MASACCIO (originally Tommaso Cassai)
Biography
1426-27
Fresco, 230 x 162 cm
Cappella Brancacci, Santa Maria del Carmine, Florence
Starting with Vasari (1568), who used the man with the hood as the portrait of Masolino he put on his frontispiece of his biography of the artist, all later scholars have tried to identify the contemporary characters in the scene. It was suggested that the bearded man holding his hands together in prayer may be a portrait of Donatello, others assumed that Donatello is the the old man with beard between St Peter and St John. The latter was considered by others to be Giovanni, Masaccio's brother, but this figure also was assumed to be a self-portrait.

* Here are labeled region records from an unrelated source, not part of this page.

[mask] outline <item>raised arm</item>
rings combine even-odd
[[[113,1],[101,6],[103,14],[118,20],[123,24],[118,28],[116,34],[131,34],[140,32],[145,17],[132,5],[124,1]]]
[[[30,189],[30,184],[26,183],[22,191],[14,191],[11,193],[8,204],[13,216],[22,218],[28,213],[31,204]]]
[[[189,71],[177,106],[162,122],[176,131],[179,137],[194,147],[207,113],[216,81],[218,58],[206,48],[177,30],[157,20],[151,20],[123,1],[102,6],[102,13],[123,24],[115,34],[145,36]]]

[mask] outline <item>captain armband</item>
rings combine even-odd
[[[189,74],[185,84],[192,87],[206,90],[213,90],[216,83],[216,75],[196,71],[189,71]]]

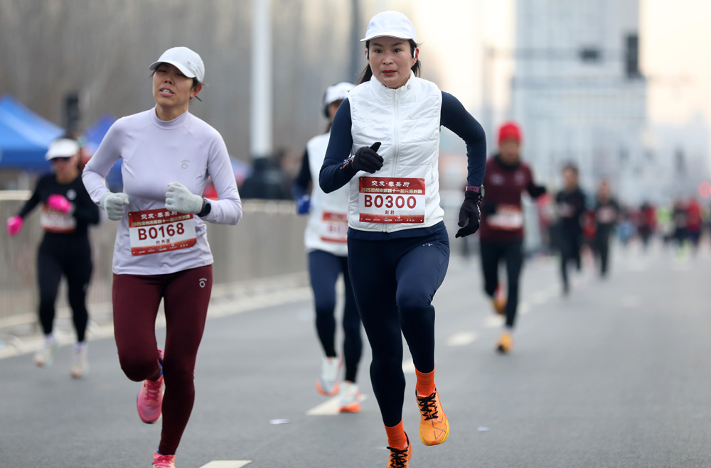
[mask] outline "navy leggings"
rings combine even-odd
[[[498,264],[503,259],[506,262],[508,281],[506,298],[506,326],[513,328],[518,309],[519,278],[523,266],[523,241],[480,241],[481,269],[484,276],[484,291],[493,298],[498,287]]]
[[[346,380],[355,382],[363,353],[363,339],[360,338],[360,317],[351,285],[348,259],[322,250],[309,252],[309,274],[316,306],[316,330],[324,352],[328,357],[336,357],[336,282],[341,273],[346,287],[343,308]]]
[[[402,419],[402,335],[415,369],[434,370],[434,293],[449,263],[446,229],[420,237],[364,241],[348,236],[348,267],[373,350],[370,380],[386,426]]]

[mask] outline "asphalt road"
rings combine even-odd
[[[437,381],[451,433],[441,446],[417,440],[406,352],[410,466],[711,467],[708,251],[617,249],[608,279],[589,263],[567,298],[554,259],[528,262],[508,356],[493,352],[501,323],[481,293],[478,259],[453,257],[434,300]],[[385,467],[367,347],[363,411],[328,414],[314,389],[320,350],[308,291],[270,296],[267,307],[223,301],[225,315],[208,320],[178,467]],[[160,425],[139,421],[139,384],[122,373],[110,333],[95,334],[80,381],[69,376],[68,346],[46,369],[29,353],[0,359],[0,467],[151,466]]]

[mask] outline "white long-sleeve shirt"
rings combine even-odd
[[[119,119],[109,129],[82,174],[84,185],[95,203],[99,203],[108,190],[105,184],[106,175],[119,158],[123,158],[121,172],[129,204],[127,214],[119,221],[114,246],[114,273],[159,275],[212,264],[213,255],[203,220],[236,224],[242,217],[242,201],[220,134],[188,111],[169,121],[158,119],[154,108]],[[153,224],[167,222],[166,217],[171,214],[165,210],[169,183],[179,182],[191,192],[201,195],[208,176],[219,200],[210,202],[212,209],[207,216],[200,218],[193,215],[193,219],[186,220],[171,217],[171,221],[176,222],[171,226]],[[136,214],[143,212],[147,214]],[[134,213],[130,229],[129,212]],[[146,217],[151,220],[137,222],[141,216],[144,220]],[[154,241],[159,245],[173,242],[166,232],[174,234],[177,227],[178,232],[189,233],[190,229],[183,229],[183,224],[189,227],[188,223],[193,222],[194,241],[180,239],[183,243],[180,247],[173,245],[173,250],[146,254],[147,250],[153,248],[146,247],[147,242]],[[138,225],[143,228],[137,227]],[[137,234],[139,230],[141,231],[140,234]],[[139,238],[140,241],[137,240]],[[159,248],[154,248],[154,251],[156,249]]]

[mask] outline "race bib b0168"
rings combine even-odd
[[[424,222],[424,179],[361,177],[358,208],[362,222]]]
[[[132,255],[148,255],[192,247],[197,242],[191,214],[167,209],[129,212]]]

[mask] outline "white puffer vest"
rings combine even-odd
[[[360,171],[350,183],[348,225],[394,232],[429,227],[442,220],[439,207],[439,126],[442,96],[437,86],[410,72],[391,89],[373,77],[348,93],[355,153],[375,141],[383,168]]]
[[[309,152],[309,168],[311,180],[311,214],[304,243],[306,249],[322,250],[333,255],[346,256],[348,246],[348,219],[346,210],[348,205],[348,187],[343,185],[331,193],[324,193],[319,185],[319,174],[324,165],[326,150],[328,147],[331,134],[314,136],[306,143]]]

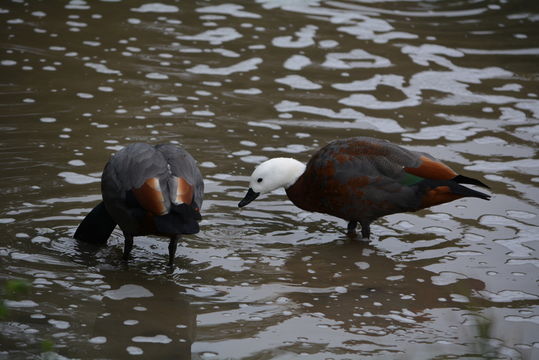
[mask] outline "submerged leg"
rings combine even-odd
[[[356,227],[357,227],[357,221],[350,221],[348,223],[348,227],[346,228],[346,233],[349,235],[349,236],[354,236],[356,235]]]
[[[176,249],[178,248],[178,239],[180,235],[172,235],[170,237],[170,243],[168,244],[168,266],[174,264],[174,257],[176,255]]]
[[[123,259],[127,261],[129,259],[129,254],[131,254],[131,249],[133,249],[133,236],[124,233],[124,256]]]
[[[369,237],[371,236],[370,222],[361,222],[361,236],[363,237],[363,240],[369,241]]]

The far right section of the painting is of fundamental importance
in understanding the episode: this section includes the facade of a church,
a bell tower, a stretch of blue sky and a column with a Corinthian capital
behind St John. The street, depicted in accurate perspective, is lined
with typical mediaeval Florentine houses; in fact, the scene appears to
be set near San Felice in Piazza, which had a commemorative column standing
in front of it. But the splendid palace in rusticated stone looks like
Palazzo Vecchio in the lower section, although it is much more similar
to Palazzo Pitti in the upper part. And in some details it is an anticipation
of later facades, first and foremost Palazzo Antinori.